Glaukom - Grüner Star

Therapie des Glaukoms
Die Therapie des Glaukoms richtet sich einerseits nach der Ursache.
Andererseits muss eine Drucksenkung das vordringliche Ziel einer Behandlung sein.
Nur so kann der weiteren Degeneration der wichtigen Netzhaut begegnet werden.
Das Glaukom ist eine für das Auge bedrohliche Erkrankung, die therapeutisch sehr individuell angegangen werden muss.

Medikamente:
Es existieren eine Vielzahl von Medikamenten, um den Augeninnendruck zu beeinflussen.
Da das Glaukom einen meist fortschreitenden Prozess darstellt, versagen diese häufig irgendwann einmal.
Chirurgische Maßnahmen stellen da eine dauerhaftere Lösung dar ...

Operation:
Ein noch sehendes Auge wird heute mit dem Laserstrahl behandelt.
Der Ziliarkörper, wo das Kammerwasser im Auge produziert wird, ist das Zielorgan, auf das der LASER gerichtet wird.
Dies kann auf zweierlei Weise geschehen:

TSCP

Bei der Transskleralen Cyclophotokoagulation (TSCP) wird der Strahlenkörper im Auge, wo das Kammerwasser produziert wird, durch die weiße Lederhaut hindurch mit dem Laserstrahl beschossen.

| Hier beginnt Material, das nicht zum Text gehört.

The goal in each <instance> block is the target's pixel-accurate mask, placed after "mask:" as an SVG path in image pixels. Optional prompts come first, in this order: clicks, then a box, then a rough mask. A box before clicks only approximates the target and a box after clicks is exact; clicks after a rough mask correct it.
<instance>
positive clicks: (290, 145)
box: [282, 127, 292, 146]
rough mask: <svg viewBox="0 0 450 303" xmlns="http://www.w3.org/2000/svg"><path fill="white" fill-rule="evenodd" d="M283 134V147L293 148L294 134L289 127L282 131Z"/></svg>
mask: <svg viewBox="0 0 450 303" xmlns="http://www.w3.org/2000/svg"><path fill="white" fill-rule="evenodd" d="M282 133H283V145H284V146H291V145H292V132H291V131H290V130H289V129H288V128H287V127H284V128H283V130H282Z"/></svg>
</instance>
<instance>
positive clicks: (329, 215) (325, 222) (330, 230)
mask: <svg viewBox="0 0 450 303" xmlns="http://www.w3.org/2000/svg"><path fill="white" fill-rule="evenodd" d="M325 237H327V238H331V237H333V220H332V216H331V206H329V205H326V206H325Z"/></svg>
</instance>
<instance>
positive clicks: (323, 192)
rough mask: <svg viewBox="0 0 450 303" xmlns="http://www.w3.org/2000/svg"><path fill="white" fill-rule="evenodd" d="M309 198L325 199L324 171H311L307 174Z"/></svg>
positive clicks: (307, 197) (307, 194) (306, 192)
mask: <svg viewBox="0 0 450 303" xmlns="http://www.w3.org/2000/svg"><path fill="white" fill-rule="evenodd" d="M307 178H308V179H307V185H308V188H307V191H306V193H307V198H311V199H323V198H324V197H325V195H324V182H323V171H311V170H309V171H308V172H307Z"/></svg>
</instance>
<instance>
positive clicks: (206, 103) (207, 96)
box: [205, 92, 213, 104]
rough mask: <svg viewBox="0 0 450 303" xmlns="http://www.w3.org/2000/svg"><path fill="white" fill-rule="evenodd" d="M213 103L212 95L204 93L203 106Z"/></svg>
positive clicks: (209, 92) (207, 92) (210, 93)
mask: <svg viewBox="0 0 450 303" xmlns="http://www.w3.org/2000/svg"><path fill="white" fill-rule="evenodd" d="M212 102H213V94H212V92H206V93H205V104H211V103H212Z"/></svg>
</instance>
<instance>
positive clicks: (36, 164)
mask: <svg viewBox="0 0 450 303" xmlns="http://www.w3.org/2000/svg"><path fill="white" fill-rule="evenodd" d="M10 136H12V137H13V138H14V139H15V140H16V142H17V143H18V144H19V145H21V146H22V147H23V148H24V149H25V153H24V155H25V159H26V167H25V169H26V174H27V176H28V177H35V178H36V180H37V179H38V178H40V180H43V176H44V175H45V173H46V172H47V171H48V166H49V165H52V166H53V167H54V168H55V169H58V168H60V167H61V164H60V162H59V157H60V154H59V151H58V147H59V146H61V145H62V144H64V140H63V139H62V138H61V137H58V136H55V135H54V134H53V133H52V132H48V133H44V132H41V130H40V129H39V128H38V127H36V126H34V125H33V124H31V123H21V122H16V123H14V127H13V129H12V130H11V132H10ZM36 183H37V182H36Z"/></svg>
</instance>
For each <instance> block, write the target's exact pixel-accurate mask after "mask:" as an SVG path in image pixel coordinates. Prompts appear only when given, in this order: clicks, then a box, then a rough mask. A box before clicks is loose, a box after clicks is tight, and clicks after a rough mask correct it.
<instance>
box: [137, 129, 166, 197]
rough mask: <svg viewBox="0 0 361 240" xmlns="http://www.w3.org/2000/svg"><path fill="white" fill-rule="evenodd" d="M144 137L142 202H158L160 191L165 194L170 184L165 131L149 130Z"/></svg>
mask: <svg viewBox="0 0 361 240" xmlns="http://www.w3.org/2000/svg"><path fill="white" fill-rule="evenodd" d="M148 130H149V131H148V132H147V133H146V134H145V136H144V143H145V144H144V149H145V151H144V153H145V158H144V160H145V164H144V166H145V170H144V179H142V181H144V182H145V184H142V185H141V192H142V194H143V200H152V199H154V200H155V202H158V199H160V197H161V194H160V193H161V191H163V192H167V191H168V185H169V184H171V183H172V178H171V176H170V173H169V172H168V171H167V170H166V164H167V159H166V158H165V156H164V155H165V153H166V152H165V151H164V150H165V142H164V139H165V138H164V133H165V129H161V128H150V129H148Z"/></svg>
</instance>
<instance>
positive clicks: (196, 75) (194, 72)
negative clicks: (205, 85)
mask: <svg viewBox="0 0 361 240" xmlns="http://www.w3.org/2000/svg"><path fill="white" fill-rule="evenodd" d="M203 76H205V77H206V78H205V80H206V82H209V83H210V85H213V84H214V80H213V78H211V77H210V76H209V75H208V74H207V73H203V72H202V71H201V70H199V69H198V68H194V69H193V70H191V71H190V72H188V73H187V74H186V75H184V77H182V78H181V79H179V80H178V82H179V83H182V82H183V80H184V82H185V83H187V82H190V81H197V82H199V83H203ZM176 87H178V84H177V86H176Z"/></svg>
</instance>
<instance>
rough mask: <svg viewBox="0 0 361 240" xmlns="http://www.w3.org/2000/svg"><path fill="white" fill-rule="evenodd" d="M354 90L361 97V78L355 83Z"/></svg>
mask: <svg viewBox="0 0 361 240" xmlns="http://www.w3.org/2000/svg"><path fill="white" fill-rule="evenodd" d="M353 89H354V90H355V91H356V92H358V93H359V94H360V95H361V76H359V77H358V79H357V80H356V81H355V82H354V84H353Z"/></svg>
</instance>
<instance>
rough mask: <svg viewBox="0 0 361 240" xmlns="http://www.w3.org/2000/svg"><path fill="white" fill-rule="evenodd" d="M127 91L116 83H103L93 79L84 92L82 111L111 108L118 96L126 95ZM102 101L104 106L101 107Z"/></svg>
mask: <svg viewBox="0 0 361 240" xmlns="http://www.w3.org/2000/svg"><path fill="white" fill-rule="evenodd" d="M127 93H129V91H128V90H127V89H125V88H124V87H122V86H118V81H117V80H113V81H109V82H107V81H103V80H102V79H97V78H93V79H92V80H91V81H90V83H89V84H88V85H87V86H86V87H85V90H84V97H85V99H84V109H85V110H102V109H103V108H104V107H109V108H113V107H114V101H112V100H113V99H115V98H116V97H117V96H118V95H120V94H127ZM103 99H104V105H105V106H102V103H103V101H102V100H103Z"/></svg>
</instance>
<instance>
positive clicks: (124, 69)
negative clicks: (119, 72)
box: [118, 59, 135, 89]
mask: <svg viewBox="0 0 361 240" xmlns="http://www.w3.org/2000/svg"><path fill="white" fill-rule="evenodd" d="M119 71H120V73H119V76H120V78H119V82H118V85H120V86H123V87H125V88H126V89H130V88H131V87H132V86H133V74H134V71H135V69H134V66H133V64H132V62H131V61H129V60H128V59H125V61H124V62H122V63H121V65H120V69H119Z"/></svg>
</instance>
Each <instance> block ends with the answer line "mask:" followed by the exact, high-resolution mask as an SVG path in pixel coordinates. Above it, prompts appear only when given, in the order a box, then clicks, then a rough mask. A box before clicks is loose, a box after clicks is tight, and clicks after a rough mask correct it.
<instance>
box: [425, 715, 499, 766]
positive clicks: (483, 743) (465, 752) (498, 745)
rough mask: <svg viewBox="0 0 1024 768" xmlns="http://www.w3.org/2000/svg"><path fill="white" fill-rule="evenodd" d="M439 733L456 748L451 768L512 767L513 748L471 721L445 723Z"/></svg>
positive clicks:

Hierdurch verbleibt weniger Gewebe, welches Kammerwasser produzieren kann und dadurch kann der Druck sinken. Da man aber das Zielgewebe nicht direkt sieht, kommt es zu „Kollateralschäden“, die zu einer möglichen Entzündung im Auge führen. Diese möchte man eigentlich vermeiden.

Der LASER wird von außen durch die Lederhaut auf den Ziliarkörper gerichtet.

ECP

Bei der Endoskopischen Cyclophotokoagulation (ECP) hingegen kann das zu treffende Gewebe genau eingesehen und damit selektiv zerstört werden. Diese Methode ist sehr neu in der Tiermedizin und auf diesem Kontinent noch nicht verbreitet. In den USA hingegen wird sie von den Pionieren dieser Technik seit 2006 mit gutem Erfolg eingesetzt. Die Erfolgsraten liegen bei 93% bezüglich der besseren Kontrolle des intraokulären Drucks und 83% in Bezug auf den Erhalt des Sehvermögens.

Unter endoskopischer Sichtkontrolle kann bei der ECP der LASER von innen direkt auf die Ziliarkörperfortsätze gerichtet werden. Hierdurch kann das Gewebe gezielter erreicht werden und es entsteht weniger Entzündung.